[NYTr] A General Dissembles

All the News That Doesn't Fit nytr at blythe-systems.com
Wed Sep 12 19:56:52 EDT 2007


TruthDig via The Nation - Sep 12, 2007
http://www.thenation.com/docprint.mhtml?i=20070924&s=truthdig

A General Dissembles

by Robert Scheer

Of course, Gen. David Petraeus predicts success in the Iraq War. What
wonders couldn't generals achieve with more troops and more time? The
battle is always going well until it is lost, and then they blame
defeat on the politicians and the public.

There's no shortage of retired generals who will tell you we could have
won in Vietnam, if only we had sent more troops, or bombed the dikes in
the North, or been willing to kill more than the 3.4 million Vietnamese
who died along with 59,000 American soldiers. Instead, the politicians
and public, led by that bleeding heart President Richard Nixon, lost
the will to win. Thus, the dominos fell to communism, and Red China and
Red Vietnam now rule the world by dint of military force. Have you been
to Wal-Mart lately? The triumph of communism is total.
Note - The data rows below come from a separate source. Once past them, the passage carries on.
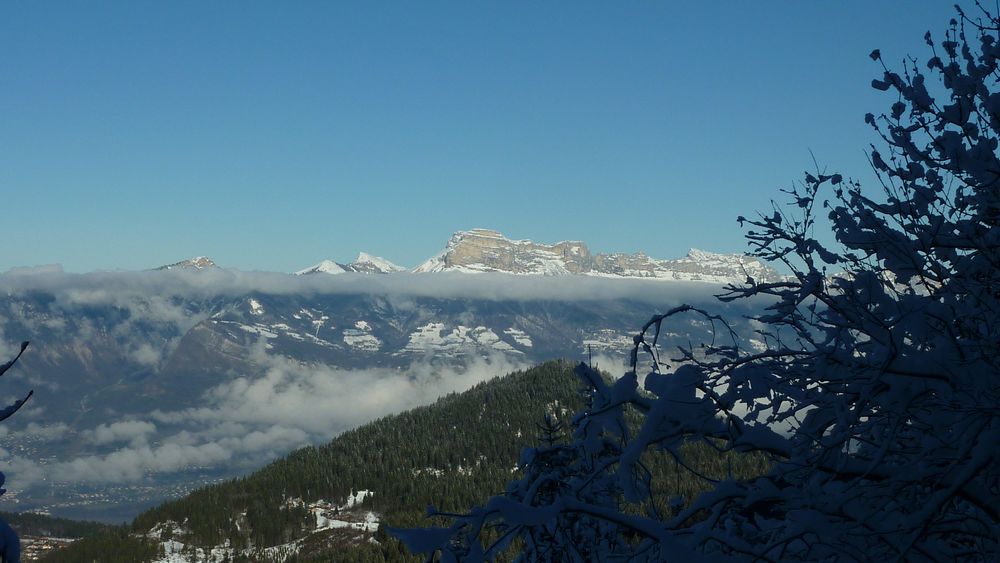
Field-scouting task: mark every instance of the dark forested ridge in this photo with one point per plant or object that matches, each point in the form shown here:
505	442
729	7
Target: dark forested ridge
452	454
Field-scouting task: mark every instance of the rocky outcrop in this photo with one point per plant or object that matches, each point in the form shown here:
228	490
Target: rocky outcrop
485	250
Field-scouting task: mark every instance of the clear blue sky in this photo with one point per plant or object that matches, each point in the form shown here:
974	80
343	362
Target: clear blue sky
271	135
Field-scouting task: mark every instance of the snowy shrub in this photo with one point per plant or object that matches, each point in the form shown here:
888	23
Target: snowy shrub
877	398
10	546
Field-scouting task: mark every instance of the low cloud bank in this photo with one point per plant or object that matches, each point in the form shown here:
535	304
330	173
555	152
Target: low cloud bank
246	422
98	288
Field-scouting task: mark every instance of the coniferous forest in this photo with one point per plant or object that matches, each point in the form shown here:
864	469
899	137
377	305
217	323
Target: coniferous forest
449	455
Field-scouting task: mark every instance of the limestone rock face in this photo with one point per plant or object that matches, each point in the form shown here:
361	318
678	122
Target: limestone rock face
486	250
196	263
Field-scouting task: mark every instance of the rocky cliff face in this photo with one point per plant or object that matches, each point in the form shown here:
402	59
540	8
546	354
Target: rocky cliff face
196	263
484	250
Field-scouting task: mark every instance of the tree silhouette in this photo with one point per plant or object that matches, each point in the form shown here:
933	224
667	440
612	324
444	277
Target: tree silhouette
10	545
876	397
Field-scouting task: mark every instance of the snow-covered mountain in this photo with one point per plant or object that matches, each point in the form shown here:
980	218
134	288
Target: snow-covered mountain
196	263
365	264
485	250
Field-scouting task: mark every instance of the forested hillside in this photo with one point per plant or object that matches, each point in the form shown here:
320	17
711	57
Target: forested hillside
452	454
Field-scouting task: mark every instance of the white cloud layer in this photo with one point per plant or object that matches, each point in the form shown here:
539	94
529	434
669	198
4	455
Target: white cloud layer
247	421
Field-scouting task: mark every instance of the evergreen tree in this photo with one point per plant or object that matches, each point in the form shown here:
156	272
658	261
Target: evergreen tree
876	398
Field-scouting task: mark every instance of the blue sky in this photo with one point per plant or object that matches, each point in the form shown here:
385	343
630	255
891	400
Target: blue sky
271	135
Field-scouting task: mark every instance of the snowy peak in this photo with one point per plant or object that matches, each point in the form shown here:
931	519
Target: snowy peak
364	264
368	264
324	267
486	250
196	263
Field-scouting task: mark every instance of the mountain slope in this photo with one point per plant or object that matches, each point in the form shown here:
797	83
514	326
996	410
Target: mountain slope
485	250
337	498
364	264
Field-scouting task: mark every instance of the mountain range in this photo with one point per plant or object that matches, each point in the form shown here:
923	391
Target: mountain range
486	250
149	384
335	501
Once again, we have a general repeatedly promising to save western
civilization by turning the corner in yet another intractable and
unnecessary foreign war. Back on Sept. 26, 2004, in the weeks before
the midterm congressional elections, Petraeus took to the op-ed page of
the Washington Post to make sure the voters didn't vote wrong. Despite
appearances, he claimed the war in Iraq was going very well: "I see
tangible progress. Iraqi security elements are being rebuilt from the
ground up," Petraeus wrote. "The institutions that oversee them are
being re-established from the top down. And Iraqi leaders are stepping
forward, leading their country and their security forces
courageously ... there has been progress in the effort to enable Iraqis
to shoulder more of the load for their own security, something they are
keen to do."

So keen, it makes one's heart swell. So keen that three years later,
after the expenditure of $450 billion more in taxpayer funds, and more
US troops in proportion to the Iraqi population than, at the height of
the Vietnam War, we had in Vietnam, the good general now insists it
would be disastrous to even think about bringing any American troops
home before next summer.

That's at least another $150 billion and many more Iraqi and US lives
wasted. But wait--Ryan C. Crocker, the US ambassador to Iraq, also
testified before Congress this week with Petraeus, and he has more good
news about what he still celebrates as the "liberation of Iraq."
Remember that Bush Administration promise that the oil-rich Iraqis
would pick up the check for the cost of their liberation? Well, Crocker
is bullish on that front: the Iraqi economy is on schedule to grow by 6
percent, according to his testimony. Perhaps he is referring to the
additional money dumped into Iraq's economy by American taxpayers
chipping in for the surge.

He certainly wasn't basing his estimate on any improvement in Iraqi oil
production or any other economic component. As the International
Monetary Fund reported last month in its annual review of Iraq's
economy, "Economic growth has been slower than expected at the time of
the last (review) mainly because the expected expansion of oil
production has failed to materialize." In case you haven't noticed, oil
is the Iraqi economy, yet a recent GAO report stated an additional $57
billion in US tax dollars will be needed to bring oil and electricity
production to the level where it can satisfy Iraq's domestic demand by
the year 2015.

Ambassador Crocker actually had the nerve to compare the bloody
religious fratricide in Iraq, which our inane invasion unleashed, to
the American battle over state's rights, once again reducing the
complexities of world history to an easily understood but totally
irrelevant example from the American experience. In that case, a better
analogy might have been made to the American Indian wars, given that
the only thing the United States has been able to do effectively in
Iraq is unleash superior firepower. At the current rate, Iraq will be
liberated when there are no Iraqis.

Perhaps that is why this week's ABC/BBC poll shows that 70 percent of
Iraqis believe security has deteriorated since the surge and that 60
percent believe attacks on US forces are justified. And 93 percent of
Sunnis, whom the general and ambassador claim are joining our side,
want to see us dead.

As for optimism, only 29 percent of Iraqis now think the situation will
get better, as opposed to 64 percent who shared that optimism before
the surge--which almost 70 percent of Iraqis believe has "hampered
conditions for political dialogue, reconstruction and economic
development."

So, ambassadors and generals lie. Get used to it.